BGP configuration¶
There are a list of necessary elements to know when forging a BGP configuration.
Basic elements for configuration¶
When forging a BGP configuration, the local AS number, and the remote AS number, as well as the remote IP address have to be known in order to establish peering.
An AS is an administrative set of routers, depending on an administrative authority. There are public or assigned ASes, and private ASes. An ASes is identified by a number called ASN.
The public ASNs are any registered ASN values that are not private. These ASNs are assigned by a RIR. The private ASNs are made up of 2 ranges that can be used for local administration. These numbers are 64512 through 65535, and 4200000000 through 4294967294.
BGP has been extended to exchange routing information not only for IPv4
routing tables, also other routing information like IPv6, or for other purpose:
flowspec, or L3VPN or L2VPN.
The address-family command allows us to identify the network protocol. It is
made up of a pair of arguments AFI, SAFI
. For instance, by default,
IPv4, unicast
is enabled and stands for the routing information of IPv4.

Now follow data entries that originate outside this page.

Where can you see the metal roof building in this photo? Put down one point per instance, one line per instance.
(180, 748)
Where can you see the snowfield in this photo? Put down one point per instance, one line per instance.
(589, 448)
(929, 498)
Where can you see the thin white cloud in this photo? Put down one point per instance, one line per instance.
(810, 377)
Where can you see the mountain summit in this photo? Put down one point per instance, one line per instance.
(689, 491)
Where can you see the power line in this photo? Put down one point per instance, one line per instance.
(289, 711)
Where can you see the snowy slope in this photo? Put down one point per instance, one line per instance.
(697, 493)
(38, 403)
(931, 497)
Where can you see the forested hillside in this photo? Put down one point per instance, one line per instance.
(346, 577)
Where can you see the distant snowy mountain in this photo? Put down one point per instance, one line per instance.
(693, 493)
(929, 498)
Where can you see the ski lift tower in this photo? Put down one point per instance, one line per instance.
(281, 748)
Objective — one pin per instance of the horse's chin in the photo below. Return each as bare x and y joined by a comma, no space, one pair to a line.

Here below is an example on how to configure a sample BGP configuration with both IPv4 and IPv6 address-family set:
vrf main
routing
bgp
router-id 10.125.0.1
as 65501
neighbor 10.125.0.3
remote-as 65502
address-family ipv6
..
..
commit
The same configuration can be made using this NETCONF XML configuration:
vsr running config# show config xml absolute vrf main routing bgp
<config xmlns="urn:6wind:vrouter">
<vrf>
<name>main</name>
<routing xmlns="urn:6wind:vrouter/routing">
<bgp xmlns="urn:6wind:vrouter/bgp">
<router-id>10.125.0.1</router-id>
<as>65501</as>
<neighbor>
<neighbor-address>10.125.0.3</neighbor-address>
<address-family>
<ipv6-unicast>
</ipv6-unicast>
</address-family>
<remote-as>65502</remote-as>
</neighbor>
</bgp>
</routing>
</vrf>
</config>
Configuring various address-family means that there are subtle differences between each address-family, that permit benefiting from each specificity.

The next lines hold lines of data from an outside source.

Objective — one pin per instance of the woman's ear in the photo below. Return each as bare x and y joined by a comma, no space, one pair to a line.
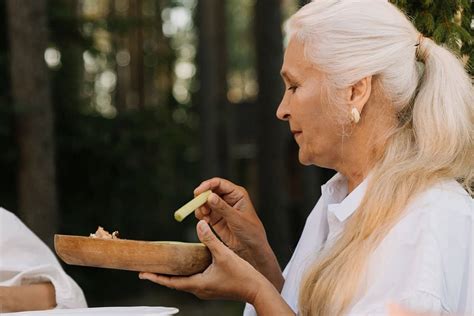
359,93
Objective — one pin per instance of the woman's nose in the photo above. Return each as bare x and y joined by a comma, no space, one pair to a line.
283,112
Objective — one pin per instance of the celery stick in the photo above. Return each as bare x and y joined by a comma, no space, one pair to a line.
189,207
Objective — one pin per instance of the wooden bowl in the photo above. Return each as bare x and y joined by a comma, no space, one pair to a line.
173,258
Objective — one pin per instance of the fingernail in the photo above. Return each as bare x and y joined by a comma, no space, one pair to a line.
202,226
213,199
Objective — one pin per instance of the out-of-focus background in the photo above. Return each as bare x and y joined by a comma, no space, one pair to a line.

For instance, IPv6, unicast
address-family provides 2 IPv6 next-hops :
the local one and the global one.
Also, IPv4, vpn
is the L3VPN combination for MPLS tunnels. While the
routing information exchanged deals with inner IPv4 information, the
MPLS VPN SAFI implies that the overlay will be based with MPLS. The
nexthop information will stand for underlay tunnel end point information.
Here, the nexthop may be either IPv4 or IPv6, independently of the inner
IPv4 prefix. The nexthop will also contain the MPLS label identifier.
Note
You can also disable BGP, either by suppressing the configuration:
vrf main
del routing bgp
..
Alternatively, if you don’t want to lose the configuration, and disabling BGP configuration, you can use following command:
vrf main
routing bgp
enabled false
This method can be used if the user wants to force peering with remote BGP speakers.
Consecutively changing the state of BGP will force the peering.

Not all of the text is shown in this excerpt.